June World of Wolves
Last May, Washington Department of Fish and Wildlife (WDFW) doubled the membership of the Wolf Advisory Group (WAG) and began a process to bring WAG stakeholders and Department staff together to re-engage on key issues and to reach a sufficient consensus on recommendations to the Department on wolf management policies.
One year ago, the expanded WAG had its first meeting with Francine Madden, a consultant with Human Wildlife Conflict Collaboration, who was retained to help reduce the conflict that had surrounded wolf management in Washington state. Since then, the WAG members and a diversity of Department staff, from field biologists to managers, met six times, and along the way reconciled relationships, learned about each other's values and needs, and worked hard toward positive outcomes.

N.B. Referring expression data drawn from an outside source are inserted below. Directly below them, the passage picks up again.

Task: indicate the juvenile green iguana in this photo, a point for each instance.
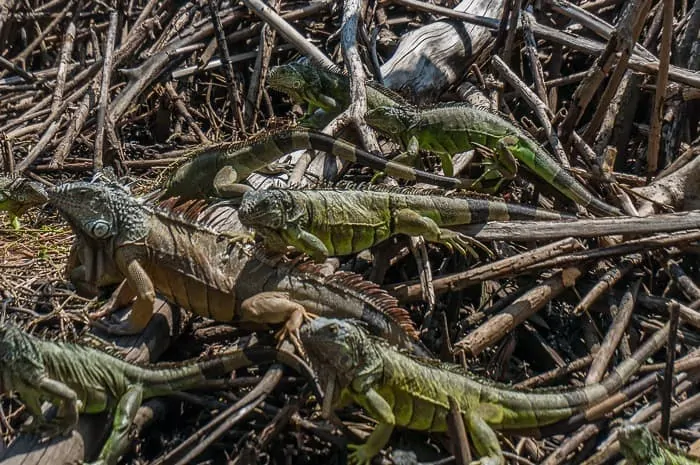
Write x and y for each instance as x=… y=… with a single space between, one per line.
x=19 y=194
x=214 y=170
x=642 y=447
x=323 y=222
x=325 y=89
x=80 y=379
x=454 y=128
x=398 y=389
x=198 y=261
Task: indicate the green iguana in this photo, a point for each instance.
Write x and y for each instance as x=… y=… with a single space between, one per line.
x=398 y=389
x=80 y=379
x=642 y=447
x=325 y=89
x=18 y=194
x=215 y=170
x=198 y=261
x=329 y=221
x=454 y=128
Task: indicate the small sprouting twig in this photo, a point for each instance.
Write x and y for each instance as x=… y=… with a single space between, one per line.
x=660 y=95
x=231 y=81
x=104 y=91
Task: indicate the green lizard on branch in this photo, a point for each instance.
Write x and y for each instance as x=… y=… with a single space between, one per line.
x=80 y=379
x=331 y=221
x=454 y=128
x=216 y=170
x=398 y=389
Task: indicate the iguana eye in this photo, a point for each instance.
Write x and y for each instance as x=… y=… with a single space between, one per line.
x=99 y=229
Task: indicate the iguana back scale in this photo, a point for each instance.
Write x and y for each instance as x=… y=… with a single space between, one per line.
x=332 y=221
x=454 y=128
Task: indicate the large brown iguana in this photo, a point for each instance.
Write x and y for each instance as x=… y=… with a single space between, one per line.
x=398 y=389
x=80 y=379
x=198 y=262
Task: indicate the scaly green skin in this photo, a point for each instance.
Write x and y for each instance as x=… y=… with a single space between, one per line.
x=81 y=379
x=325 y=89
x=18 y=194
x=642 y=447
x=455 y=128
x=398 y=389
x=324 y=222
x=214 y=170
x=198 y=262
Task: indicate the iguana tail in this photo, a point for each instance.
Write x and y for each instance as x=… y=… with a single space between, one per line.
x=165 y=378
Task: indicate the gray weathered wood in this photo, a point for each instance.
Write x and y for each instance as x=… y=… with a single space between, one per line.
x=435 y=56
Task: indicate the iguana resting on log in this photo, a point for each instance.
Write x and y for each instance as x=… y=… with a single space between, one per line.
x=454 y=128
x=330 y=221
x=642 y=447
x=19 y=194
x=80 y=379
x=398 y=389
x=325 y=89
x=215 y=170
x=198 y=261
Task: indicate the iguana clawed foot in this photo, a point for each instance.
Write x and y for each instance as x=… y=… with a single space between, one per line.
x=291 y=329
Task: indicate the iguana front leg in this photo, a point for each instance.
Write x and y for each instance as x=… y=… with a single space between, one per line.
x=124 y=415
x=380 y=410
x=227 y=183
x=483 y=436
x=407 y=221
x=277 y=307
x=500 y=162
x=60 y=395
x=138 y=283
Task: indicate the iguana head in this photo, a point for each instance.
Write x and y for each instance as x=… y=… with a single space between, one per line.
x=637 y=443
x=294 y=79
x=265 y=208
x=18 y=194
x=101 y=211
x=336 y=344
x=392 y=121
x=18 y=354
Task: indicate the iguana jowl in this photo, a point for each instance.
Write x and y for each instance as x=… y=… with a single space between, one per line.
x=398 y=389
x=454 y=128
x=214 y=170
x=18 y=194
x=198 y=262
x=331 y=221
x=80 y=379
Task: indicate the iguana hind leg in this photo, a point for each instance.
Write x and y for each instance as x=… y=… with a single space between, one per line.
x=276 y=307
x=124 y=415
x=483 y=436
x=409 y=222
x=379 y=409
x=138 y=283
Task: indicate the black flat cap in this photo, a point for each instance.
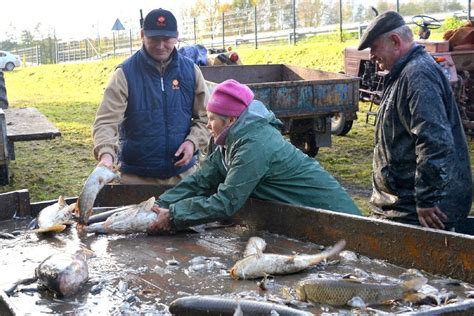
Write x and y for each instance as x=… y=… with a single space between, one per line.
x=384 y=23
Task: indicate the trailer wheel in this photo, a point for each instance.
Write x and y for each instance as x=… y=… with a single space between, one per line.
x=340 y=125
x=306 y=142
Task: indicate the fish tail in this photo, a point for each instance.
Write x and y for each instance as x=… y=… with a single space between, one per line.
x=414 y=284
x=50 y=229
x=98 y=228
x=334 y=250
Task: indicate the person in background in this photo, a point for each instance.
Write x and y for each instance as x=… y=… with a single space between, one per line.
x=3 y=92
x=421 y=164
x=152 y=119
x=252 y=159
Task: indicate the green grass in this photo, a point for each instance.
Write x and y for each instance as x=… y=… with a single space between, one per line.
x=69 y=95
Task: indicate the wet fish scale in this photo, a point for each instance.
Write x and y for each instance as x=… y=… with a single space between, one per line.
x=259 y=265
x=339 y=292
x=63 y=273
x=94 y=183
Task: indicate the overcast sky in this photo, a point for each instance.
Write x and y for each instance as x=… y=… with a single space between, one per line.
x=77 y=19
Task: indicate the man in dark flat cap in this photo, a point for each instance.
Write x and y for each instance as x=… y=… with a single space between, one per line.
x=421 y=165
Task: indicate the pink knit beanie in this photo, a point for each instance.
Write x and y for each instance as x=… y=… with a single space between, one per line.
x=230 y=98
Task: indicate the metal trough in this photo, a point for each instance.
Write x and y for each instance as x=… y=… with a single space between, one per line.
x=436 y=252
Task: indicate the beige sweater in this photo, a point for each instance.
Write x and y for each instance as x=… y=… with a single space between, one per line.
x=112 y=109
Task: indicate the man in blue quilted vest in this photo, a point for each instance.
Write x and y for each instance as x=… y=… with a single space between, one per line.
x=152 y=119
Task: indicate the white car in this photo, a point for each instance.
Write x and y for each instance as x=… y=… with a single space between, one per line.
x=9 y=61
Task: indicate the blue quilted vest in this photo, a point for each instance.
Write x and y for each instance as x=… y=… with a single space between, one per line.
x=158 y=116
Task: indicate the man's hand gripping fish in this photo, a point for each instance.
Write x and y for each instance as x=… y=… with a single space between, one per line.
x=94 y=183
x=133 y=219
x=262 y=264
x=55 y=217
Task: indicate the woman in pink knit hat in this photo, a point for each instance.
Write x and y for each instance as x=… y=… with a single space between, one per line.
x=252 y=159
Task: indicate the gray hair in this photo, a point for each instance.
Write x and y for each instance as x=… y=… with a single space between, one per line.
x=403 y=31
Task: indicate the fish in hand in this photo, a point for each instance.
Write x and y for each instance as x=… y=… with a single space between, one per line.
x=254 y=246
x=55 y=217
x=94 y=183
x=133 y=219
x=62 y=273
x=214 y=305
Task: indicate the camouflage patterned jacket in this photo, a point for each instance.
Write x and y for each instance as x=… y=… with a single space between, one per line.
x=421 y=157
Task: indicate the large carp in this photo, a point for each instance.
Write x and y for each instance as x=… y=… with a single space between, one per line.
x=133 y=219
x=341 y=291
x=211 y=305
x=61 y=273
x=55 y=217
x=262 y=264
x=94 y=183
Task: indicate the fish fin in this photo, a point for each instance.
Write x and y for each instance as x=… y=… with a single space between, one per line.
x=61 y=201
x=33 y=224
x=77 y=209
x=233 y=273
x=352 y=280
x=50 y=229
x=148 y=204
x=356 y=302
x=97 y=228
x=414 y=284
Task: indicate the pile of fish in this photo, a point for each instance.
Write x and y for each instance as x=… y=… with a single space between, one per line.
x=260 y=264
x=61 y=273
x=64 y=273
x=340 y=292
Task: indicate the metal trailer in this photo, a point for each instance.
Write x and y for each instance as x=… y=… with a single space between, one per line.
x=304 y=99
x=433 y=251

The first part of the year the WAG focused on implementing quality measures to prevent wolf-livestock conflict. The last meeting set the protocols for when preventative measures fail to prevent conflict and the conflict is expected to continue. Through that process, the WAG members and Department staff unanimously agreed to the attached protocol.
It required a year-long process that emphasized positive stakeholder relationships, a respectful approach to resolving differences, and a willingness to tackle serious, challenging issues. WDFW has accepted this approach and will operate under the protocol for the remainder of this year's grazing season.